Angus spent most of July lying on the living room floor under the ceiling fan. Sometimes he'd come out onto the front porch, where I had set up my home office, and fall asleep on the couch. He had no desire to go out into the yard. He hates hot weather and prefers to sleep through it.
And then the bunnies arrived.
The first day, a Monday, there were two of them, one slightly bigger than the other but both so tiny I could easily have tucked them into my pocket. They emerged from the garden on the south side of the house — the slightly larger one, all gray, came out of the asters on one side of the path, and the smaller one, which had a white blaze on its nose (just like Angus!) crept out from the phlox and bee balm on the other side.

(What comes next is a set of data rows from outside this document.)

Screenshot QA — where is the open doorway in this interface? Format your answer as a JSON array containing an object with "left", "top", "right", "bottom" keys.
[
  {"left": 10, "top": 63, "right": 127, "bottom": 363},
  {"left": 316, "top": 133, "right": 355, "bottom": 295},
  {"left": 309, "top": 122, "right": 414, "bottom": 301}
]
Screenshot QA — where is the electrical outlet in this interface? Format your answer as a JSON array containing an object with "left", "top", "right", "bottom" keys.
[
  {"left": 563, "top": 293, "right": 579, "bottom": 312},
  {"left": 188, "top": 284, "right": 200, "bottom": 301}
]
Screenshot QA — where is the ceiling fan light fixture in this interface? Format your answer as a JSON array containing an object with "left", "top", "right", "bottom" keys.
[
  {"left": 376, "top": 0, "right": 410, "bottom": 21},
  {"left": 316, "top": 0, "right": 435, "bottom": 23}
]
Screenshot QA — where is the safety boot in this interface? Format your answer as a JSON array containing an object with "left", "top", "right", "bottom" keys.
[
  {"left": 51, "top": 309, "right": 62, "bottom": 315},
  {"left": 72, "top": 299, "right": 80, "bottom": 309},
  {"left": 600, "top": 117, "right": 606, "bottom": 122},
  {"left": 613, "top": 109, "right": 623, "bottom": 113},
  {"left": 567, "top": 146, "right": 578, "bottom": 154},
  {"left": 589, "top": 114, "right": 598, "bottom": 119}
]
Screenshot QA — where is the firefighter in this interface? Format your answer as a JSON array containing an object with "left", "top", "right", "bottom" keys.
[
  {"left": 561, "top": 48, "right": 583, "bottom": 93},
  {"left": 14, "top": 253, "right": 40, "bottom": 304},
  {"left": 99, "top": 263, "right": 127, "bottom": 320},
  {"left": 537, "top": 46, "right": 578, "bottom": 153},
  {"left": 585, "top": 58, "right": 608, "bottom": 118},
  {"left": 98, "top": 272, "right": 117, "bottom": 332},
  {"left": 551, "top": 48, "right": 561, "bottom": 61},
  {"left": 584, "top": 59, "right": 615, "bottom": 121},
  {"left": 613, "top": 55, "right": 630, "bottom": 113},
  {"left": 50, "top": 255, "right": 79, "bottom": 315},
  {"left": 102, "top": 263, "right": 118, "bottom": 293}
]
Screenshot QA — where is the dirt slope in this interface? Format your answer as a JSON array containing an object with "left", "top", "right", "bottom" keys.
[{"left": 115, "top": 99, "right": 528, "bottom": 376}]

They both started nibbling the creeping thyme that grows between the flagstones.
Angus was enthralled. He sat bolt upright on the porch couch and stared through the screen window. When the bunnies moved out of sight, he ran to the dining room window and watched from there.
The next day, the slightly bigger bunny was gone. I don't know if it moved on or got eaten, and I don't want to know. But the little one with the white blaze on its nose was still there. Angus spent that day, too, at the window.
And the next day, and the next, and the next.
The bunny — who by then we had taken to calling Louie — sampled just about everything in our garden. It discovered it liked asters, and it nibbled the leaves all the way up several stems, which made them look like spent ears of corn. Then it moved on to the cone flowers and the delphiniums. (No, Louie! Not the delphiniums!)